Kara paranın üzerinde ki şal kalkıyor mu?
Kulağa çok klişe gelse de tam olarak “Dünya nelerle uğraşıyor biz nelerle meşgulüz” demenin zamanı. Dünya sermaye hareketleri ve şeffaflık açısından kritik bir eşikten geçiyor. Türkiye...
Kulağa çok klişe gelse de tam olarak “Dünya nelerle uğraşıyor biz nelerle meşgulüz” demenin zamanı. Dünya sermaye hareketleri ve şeffaflık açısından kritik bir eşikten geçiyor.
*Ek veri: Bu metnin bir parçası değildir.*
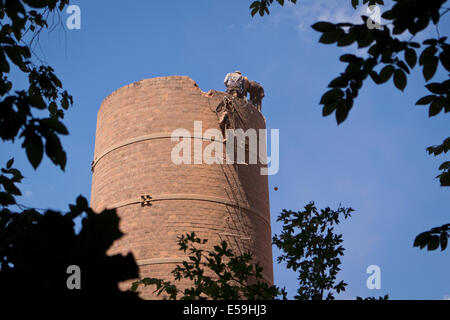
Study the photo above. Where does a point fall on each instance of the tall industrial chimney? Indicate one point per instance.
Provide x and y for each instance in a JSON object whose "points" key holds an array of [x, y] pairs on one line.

Türkiye ise olağan şartlarda zaten kısıtlı imkanlara sahip olmakla birlikte şimdi taşıdığı özel stresten dolayı da bu sürecin dışında kendi halinde seyrediyor.
Nasıl bir
eşik peki?
Sadece 2010’da yeryüzünü sarsan WikiLeaks belgelerinden yaklaşık 2 bin kat daha fazla veri içeren Panama kağıtlarının yarattığı ve yaratabileceği şok dalgasına bakmak yeter. KARAR, bu büyük sızıntıya “Küresel zula” diyor. Yani legal ve kayıt altındaki ekonomilerin dışında miktarı ölçülemeyen ama aynı zamanda üzerine örtülen tek parça şal sayesinde korunaklı bir büyük ekonomiden bahsediyoruz. Tabiri caizse o zulalar şimdi patlıyor.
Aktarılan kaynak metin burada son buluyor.